In general, the code is built in layers. The bottom layer is the Std layer.
This is the platform-independence layer. #include <bfc/std.h> covers most
of the "standard wasabi environment" includes.
Then, there is BFC. This is the foundation class collection. There are various
code heirarchies in here. It implements
most of the basic C++ data structures we use, as templates whenever possible.
It's not trying to be as big and full-featured as the STL, though. Just
simple basic often-needed tools, like PtrList<>, String, and MemBlock<>.
Another important BFC heirarchy is the BaseWnd heirarchy. This implements our
OS-independent windowing system code. The main players are:
- RootWnd: this is an interface-only class. This is the minimal
window class interface required to be implemented to be able to be attached
to a parent window and have child windows attached to you.

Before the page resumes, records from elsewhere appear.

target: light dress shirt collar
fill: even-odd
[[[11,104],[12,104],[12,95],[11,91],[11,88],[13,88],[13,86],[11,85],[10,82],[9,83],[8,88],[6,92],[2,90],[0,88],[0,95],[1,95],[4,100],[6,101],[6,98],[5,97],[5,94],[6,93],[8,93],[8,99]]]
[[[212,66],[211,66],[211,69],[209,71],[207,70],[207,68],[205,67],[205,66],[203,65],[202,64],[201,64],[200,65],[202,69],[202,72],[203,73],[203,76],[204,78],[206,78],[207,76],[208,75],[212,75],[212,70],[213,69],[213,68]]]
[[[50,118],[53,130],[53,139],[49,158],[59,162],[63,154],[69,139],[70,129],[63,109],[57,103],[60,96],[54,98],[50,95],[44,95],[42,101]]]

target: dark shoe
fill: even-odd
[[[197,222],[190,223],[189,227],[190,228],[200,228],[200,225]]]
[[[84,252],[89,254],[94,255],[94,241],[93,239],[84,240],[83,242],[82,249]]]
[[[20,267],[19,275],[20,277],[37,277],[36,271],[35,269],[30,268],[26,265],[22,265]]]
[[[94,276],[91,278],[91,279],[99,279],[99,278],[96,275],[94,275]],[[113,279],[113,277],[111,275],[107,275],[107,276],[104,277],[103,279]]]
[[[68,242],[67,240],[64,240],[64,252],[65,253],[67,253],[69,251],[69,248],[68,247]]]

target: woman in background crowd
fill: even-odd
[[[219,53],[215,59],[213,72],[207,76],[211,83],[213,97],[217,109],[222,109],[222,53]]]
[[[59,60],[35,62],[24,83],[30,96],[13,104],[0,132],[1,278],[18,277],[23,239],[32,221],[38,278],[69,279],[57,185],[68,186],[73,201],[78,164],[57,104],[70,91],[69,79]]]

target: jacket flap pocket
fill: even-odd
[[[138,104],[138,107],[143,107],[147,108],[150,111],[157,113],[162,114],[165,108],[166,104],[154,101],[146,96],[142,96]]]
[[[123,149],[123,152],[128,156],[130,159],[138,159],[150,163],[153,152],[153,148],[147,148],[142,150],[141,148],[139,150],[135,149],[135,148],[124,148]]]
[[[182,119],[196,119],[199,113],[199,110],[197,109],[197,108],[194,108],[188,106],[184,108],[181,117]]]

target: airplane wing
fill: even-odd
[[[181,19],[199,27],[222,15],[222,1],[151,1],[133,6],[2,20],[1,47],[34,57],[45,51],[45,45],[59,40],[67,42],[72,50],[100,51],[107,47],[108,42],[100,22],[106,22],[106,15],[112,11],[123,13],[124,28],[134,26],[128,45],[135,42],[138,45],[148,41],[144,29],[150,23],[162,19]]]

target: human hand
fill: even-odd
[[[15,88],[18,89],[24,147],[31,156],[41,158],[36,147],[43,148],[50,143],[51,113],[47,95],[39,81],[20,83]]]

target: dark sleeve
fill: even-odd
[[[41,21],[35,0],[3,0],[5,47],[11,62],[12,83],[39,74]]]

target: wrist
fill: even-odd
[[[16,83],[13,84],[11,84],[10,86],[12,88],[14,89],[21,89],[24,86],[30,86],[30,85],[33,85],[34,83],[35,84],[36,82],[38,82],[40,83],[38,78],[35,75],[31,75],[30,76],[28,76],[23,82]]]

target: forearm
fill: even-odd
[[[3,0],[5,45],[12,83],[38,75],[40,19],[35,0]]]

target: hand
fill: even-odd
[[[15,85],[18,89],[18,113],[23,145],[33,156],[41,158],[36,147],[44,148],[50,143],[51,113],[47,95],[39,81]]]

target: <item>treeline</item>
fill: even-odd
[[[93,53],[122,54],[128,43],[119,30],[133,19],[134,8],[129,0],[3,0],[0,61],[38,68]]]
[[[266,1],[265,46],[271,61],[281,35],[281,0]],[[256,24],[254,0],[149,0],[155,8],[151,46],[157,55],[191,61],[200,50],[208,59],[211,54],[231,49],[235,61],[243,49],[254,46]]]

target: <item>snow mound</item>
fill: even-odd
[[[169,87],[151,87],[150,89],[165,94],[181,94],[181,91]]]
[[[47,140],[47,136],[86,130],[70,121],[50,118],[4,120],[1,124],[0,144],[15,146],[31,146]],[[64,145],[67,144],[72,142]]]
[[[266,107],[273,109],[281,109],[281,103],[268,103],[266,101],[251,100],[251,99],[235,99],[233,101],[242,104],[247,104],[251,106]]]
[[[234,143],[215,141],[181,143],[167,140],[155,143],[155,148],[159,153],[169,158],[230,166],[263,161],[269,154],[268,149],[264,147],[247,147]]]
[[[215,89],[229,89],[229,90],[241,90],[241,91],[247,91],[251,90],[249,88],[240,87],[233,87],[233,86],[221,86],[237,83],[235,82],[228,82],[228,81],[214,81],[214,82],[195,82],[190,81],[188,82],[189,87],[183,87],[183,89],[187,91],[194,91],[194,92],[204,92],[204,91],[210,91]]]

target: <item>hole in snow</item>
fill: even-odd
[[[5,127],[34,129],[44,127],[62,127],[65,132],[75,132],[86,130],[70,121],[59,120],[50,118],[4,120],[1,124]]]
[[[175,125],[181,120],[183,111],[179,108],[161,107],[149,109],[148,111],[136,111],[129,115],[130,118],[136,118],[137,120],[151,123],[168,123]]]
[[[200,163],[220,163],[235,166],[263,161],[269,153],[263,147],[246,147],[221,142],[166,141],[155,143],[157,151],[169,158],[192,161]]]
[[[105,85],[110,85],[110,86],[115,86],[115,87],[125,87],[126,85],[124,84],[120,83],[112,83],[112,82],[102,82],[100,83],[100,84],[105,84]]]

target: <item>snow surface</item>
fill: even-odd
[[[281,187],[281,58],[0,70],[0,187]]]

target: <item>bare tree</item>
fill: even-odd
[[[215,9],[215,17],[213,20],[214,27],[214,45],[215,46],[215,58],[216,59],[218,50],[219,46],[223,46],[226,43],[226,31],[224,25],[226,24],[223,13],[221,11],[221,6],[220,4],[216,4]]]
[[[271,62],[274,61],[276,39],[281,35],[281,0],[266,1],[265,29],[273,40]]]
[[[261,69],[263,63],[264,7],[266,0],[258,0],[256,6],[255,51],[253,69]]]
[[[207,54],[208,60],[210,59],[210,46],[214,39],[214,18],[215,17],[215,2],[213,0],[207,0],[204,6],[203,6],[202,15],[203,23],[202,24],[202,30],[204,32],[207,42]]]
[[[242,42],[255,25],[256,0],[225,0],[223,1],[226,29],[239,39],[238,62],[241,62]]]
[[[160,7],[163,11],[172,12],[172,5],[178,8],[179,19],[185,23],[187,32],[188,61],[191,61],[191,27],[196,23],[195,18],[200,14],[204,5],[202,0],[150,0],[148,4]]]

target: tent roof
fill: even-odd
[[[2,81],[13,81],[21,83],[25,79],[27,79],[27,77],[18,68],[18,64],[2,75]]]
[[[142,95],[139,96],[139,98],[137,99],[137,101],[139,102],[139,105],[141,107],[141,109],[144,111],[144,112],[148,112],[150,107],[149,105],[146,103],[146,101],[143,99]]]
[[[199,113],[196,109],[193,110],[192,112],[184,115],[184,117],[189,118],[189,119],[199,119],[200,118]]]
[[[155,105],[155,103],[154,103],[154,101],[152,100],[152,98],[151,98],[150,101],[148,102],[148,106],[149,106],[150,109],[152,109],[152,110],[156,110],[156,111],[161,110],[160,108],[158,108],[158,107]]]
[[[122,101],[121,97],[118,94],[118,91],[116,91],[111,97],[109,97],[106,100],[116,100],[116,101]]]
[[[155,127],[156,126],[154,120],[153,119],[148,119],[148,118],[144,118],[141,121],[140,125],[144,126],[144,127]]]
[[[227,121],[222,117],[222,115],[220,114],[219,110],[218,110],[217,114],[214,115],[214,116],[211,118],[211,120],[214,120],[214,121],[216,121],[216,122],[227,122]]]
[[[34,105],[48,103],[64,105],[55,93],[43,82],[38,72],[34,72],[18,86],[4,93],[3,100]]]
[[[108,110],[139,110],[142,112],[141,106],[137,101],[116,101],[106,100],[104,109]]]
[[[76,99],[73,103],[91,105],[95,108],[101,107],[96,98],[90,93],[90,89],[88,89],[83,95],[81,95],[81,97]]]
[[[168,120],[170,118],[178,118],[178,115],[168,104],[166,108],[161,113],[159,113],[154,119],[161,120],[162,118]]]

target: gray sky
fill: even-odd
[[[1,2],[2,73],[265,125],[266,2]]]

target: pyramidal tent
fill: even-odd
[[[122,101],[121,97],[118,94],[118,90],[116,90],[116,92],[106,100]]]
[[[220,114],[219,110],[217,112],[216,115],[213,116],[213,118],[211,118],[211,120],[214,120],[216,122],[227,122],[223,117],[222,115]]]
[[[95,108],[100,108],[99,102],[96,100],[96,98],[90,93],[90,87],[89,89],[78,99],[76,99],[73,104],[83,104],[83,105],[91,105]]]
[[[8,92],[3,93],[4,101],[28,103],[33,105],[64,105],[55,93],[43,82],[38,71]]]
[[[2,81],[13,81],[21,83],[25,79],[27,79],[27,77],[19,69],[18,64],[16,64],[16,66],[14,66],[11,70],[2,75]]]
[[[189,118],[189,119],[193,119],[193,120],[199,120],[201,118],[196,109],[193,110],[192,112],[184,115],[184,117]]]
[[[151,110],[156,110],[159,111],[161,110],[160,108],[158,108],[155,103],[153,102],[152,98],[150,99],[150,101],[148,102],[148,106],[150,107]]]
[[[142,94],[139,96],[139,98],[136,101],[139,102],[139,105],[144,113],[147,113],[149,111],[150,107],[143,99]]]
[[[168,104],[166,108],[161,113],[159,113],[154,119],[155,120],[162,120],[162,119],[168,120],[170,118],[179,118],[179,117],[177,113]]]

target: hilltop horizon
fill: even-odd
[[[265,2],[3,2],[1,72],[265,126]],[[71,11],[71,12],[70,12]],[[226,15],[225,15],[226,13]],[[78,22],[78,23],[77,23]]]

- BaseWnd: this is an implementation of RootWnd for local OS windows. This
class will call into the hosting OS to create a window. You need at least one
BaseWnd class to put up a UI. The rest can be virtual.
- VirtualWnd: this is a purely 'virtual' window implementation, in that
it does not create a corresponding OS window. It attaches to its parent
and renders directly into the parent's 32-bit color buffer, which allows
full 8-bit alpha blending or other filtering operations to take place. This
window actually derives from BaseWnd for implementation, which means you
can actually switch a window between "real" and virtual on the fly with
BaseWnd::setVirtual(). Neat, huh.
All the other windows are derived from either BaseWnd or VirtualWnd and are located in bfc/wnds. Well, they also derive from each other, esp. TreeWnd and ListWnd which derive from ScrlBkgWnd, which implements generic scrolling for a window.
Do I need to #include <windows.h>?
No. Please don't! In general, all .cpp files should include <bfc/std.h>, which
will take care of the standard includes for the platform. Remember, the
less you refer to Windows, the more magically portable your code will be.
Should I include common.h?
No. This is now included automatically by platform.h.
How do I make my own service type?
Read this. It
also discusses how Dispatchable works, a little bit. (mirror)
How do I make an edit box hide its input (for passwords)?
Just put password="1" as one if its XML parameters.